A state of living death

Jerry Sandusky, the former assistant football coach at the center of the Pennsylvania State University child sex abuse scandal, has been moved to the prison where he will likely spend the rest of his days. He will be held in protective custody so that other prisoners will not kill or injure him.

The old fable turns out to be true: Even hardened criminals can’t stand a child abuser. But because of the horrible nature of his crimes, some may wish that Sandusky, 68, was thrown to the inmate wolves with the same consideration for mercy he gave to his child victims.

Whether the death penalty should not be limited to murderers but apply also to such molesters — Sandusky was found guilty of 45 counts of child sex abuse — is a separate discussion.
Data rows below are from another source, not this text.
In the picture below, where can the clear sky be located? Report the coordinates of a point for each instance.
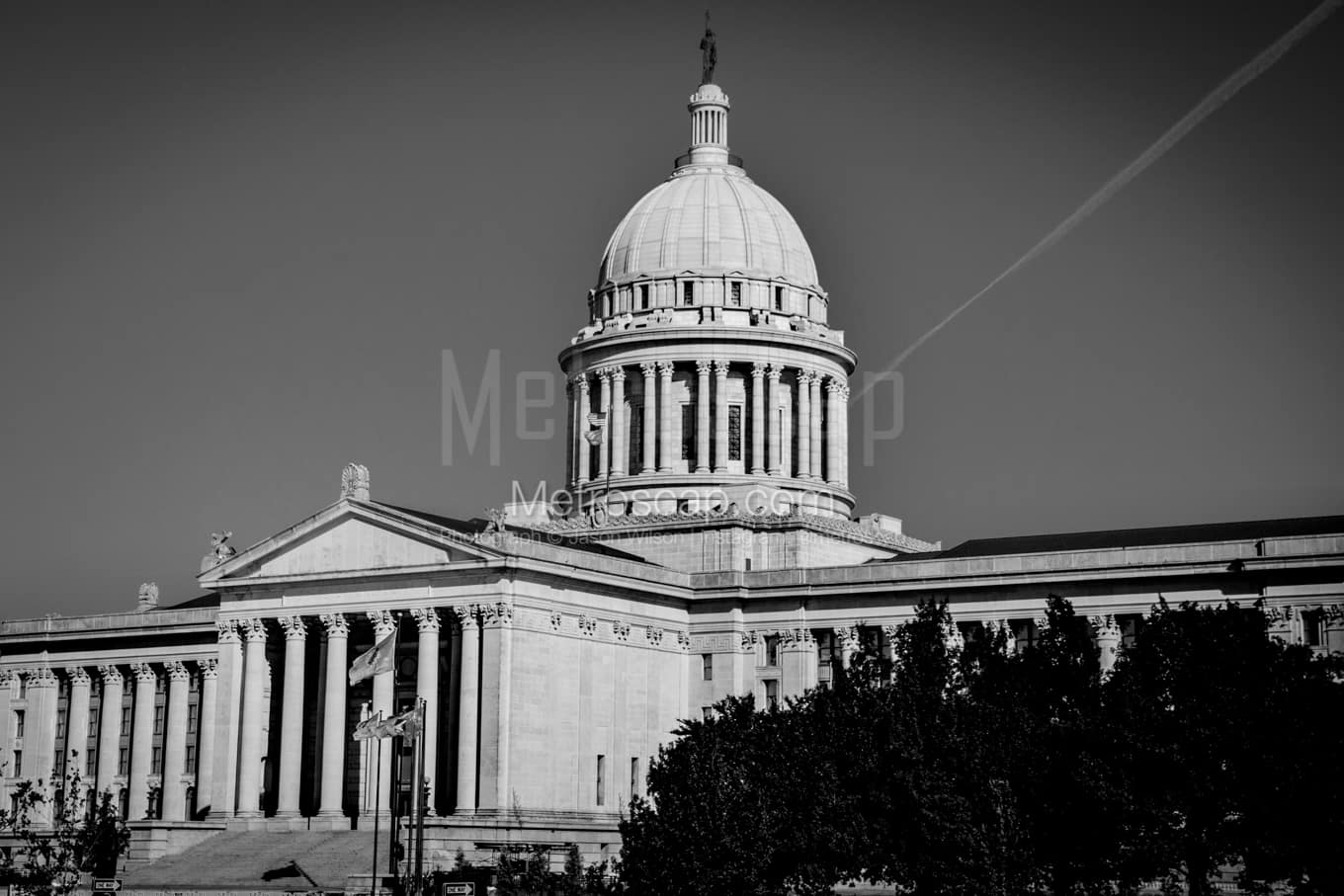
(235, 239)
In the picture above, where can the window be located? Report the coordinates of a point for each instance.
(734, 432)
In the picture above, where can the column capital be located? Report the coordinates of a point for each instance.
(426, 618)
(294, 627)
(383, 620)
(336, 624)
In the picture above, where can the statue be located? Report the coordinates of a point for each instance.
(219, 551)
(709, 52)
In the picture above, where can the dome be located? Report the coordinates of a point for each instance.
(709, 219)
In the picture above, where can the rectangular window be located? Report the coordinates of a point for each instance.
(601, 779)
(687, 432)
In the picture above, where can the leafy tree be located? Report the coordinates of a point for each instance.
(59, 843)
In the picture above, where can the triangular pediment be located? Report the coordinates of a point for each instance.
(343, 538)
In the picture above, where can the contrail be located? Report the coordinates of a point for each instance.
(1210, 104)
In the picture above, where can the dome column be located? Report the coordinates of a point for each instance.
(585, 448)
(665, 415)
(702, 414)
(650, 418)
(720, 417)
(758, 419)
(773, 410)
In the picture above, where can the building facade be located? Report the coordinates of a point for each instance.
(709, 548)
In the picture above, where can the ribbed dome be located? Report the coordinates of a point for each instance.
(709, 220)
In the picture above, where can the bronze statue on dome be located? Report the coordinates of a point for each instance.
(709, 52)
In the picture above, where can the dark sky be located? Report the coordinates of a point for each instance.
(235, 239)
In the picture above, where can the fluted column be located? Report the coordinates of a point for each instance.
(758, 419)
(426, 687)
(835, 426)
(585, 448)
(383, 624)
(175, 742)
(252, 723)
(109, 725)
(702, 417)
(668, 430)
(720, 417)
(141, 740)
(333, 717)
(77, 721)
(805, 425)
(469, 708)
(773, 419)
(292, 717)
(617, 422)
(206, 751)
(814, 426)
(650, 418)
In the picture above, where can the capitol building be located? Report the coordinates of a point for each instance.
(709, 547)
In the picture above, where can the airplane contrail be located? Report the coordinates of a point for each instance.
(1206, 107)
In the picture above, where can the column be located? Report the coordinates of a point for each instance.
(141, 742)
(758, 419)
(583, 445)
(720, 417)
(109, 725)
(650, 418)
(292, 717)
(77, 724)
(426, 686)
(175, 743)
(668, 429)
(702, 417)
(206, 750)
(805, 425)
(604, 448)
(469, 708)
(252, 721)
(616, 419)
(814, 433)
(773, 418)
(835, 424)
(333, 717)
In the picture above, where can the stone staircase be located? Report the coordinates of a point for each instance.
(302, 861)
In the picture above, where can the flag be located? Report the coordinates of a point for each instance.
(376, 660)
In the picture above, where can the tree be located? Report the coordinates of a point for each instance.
(59, 841)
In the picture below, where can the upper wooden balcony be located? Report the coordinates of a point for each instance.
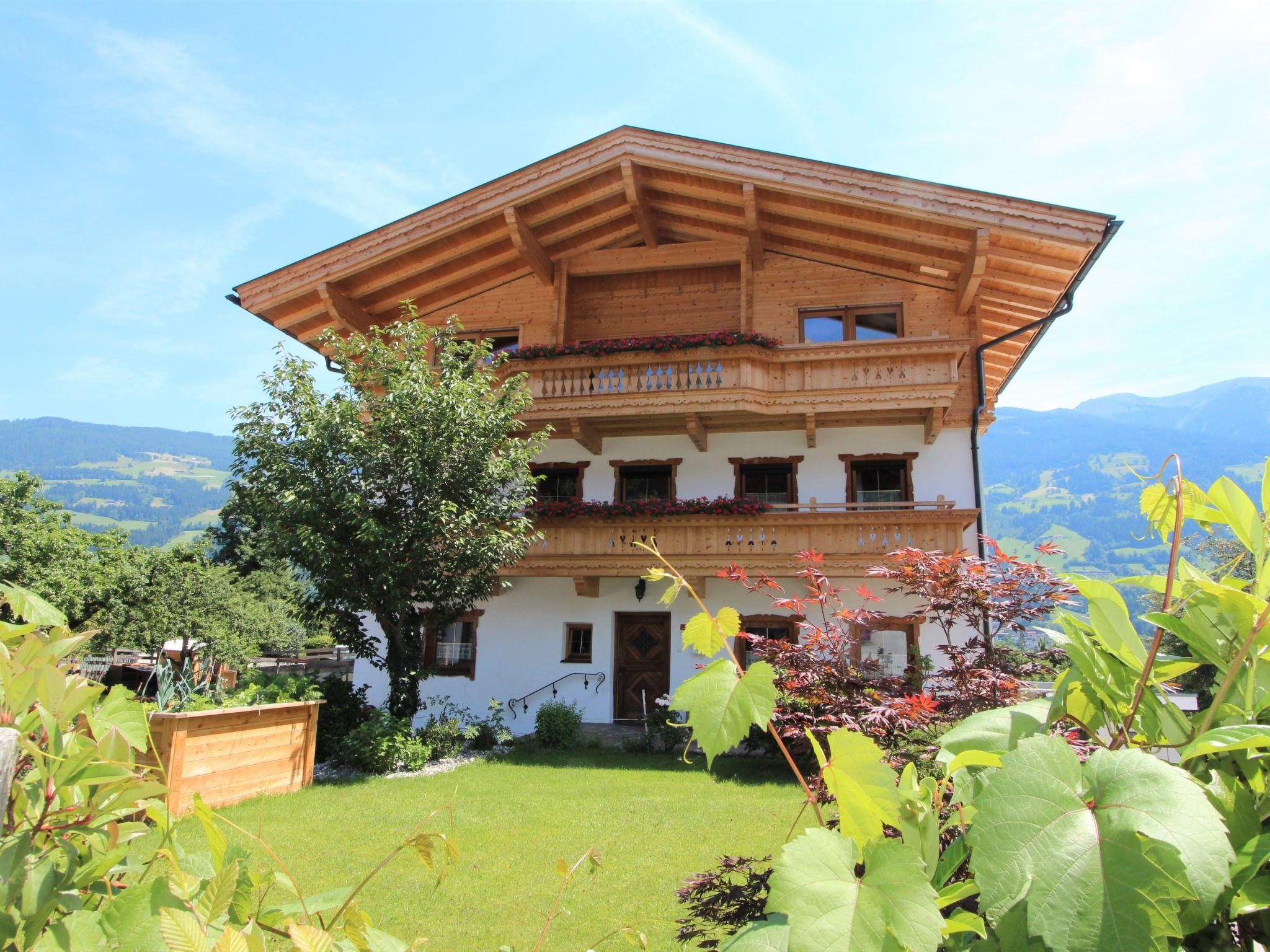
(851, 536)
(745, 387)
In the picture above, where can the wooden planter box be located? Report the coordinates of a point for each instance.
(235, 753)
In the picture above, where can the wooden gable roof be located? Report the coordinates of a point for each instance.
(1006, 259)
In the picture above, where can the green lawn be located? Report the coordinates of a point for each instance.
(653, 818)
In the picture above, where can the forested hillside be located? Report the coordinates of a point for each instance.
(1065, 475)
(161, 485)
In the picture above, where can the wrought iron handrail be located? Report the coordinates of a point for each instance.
(586, 683)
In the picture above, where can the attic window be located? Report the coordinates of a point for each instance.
(863, 323)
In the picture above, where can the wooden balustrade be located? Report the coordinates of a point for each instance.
(850, 541)
(910, 372)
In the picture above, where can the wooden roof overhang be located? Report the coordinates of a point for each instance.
(1008, 260)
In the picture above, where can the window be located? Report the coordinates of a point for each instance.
(769, 480)
(453, 649)
(865, 323)
(644, 479)
(558, 482)
(763, 626)
(499, 340)
(577, 644)
(881, 480)
(890, 643)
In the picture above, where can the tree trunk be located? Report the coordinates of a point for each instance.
(403, 659)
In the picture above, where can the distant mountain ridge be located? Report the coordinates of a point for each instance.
(1068, 475)
(163, 487)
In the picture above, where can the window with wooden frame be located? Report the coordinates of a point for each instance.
(559, 482)
(892, 643)
(879, 478)
(577, 644)
(832, 325)
(453, 648)
(502, 340)
(776, 627)
(766, 479)
(638, 480)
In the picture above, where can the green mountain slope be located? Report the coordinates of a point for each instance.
(162, 485)
(1067, 475)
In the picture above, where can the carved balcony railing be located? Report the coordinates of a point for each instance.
(910, 374)
(851, 536)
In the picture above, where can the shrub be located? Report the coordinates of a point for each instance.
(491, 731)
(558, 724)
(384, 744)
(723, 899)
(346, 710)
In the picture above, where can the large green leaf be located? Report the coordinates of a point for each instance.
(1109, 617)
(131, 919)
(766, 936)
(863, 785)
(1236, 736)
(723, 703)
(31, 607)
(996, 730)
(832, 909)
(1241, 514)
(1122, 853)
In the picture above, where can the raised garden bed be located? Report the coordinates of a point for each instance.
(235, 753)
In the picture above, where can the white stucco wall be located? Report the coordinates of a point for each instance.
(520, 641)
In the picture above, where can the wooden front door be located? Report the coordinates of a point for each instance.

But no one should make the mistake of thinking that Sandusky is getting off easy.

His new address is a maximum-security prison in Pennsylvania. There are no lovely days in that neighborhood. He is now with the worst of the worst; the prison houses death-row inmates.

This is what protective custody means: Sandusky will remain in his cell 22 to 23 hours a day. He is allowed an hour of exercise outside his cell five days a week, and he must eat his meals inside it.

He can shower only three times a week. Any religious or counseling service will take place in his cell. All visits are without contact. When he does leave the cell, he will have an escort.

Sandusky was sentenced to 30 to 60 years in prison — time enough to consider the enormity of his crimes in this state of living death. In the long years hence, he may come to think that a quick death from a shiv wielded by a fellow prisoner would have been more merciful.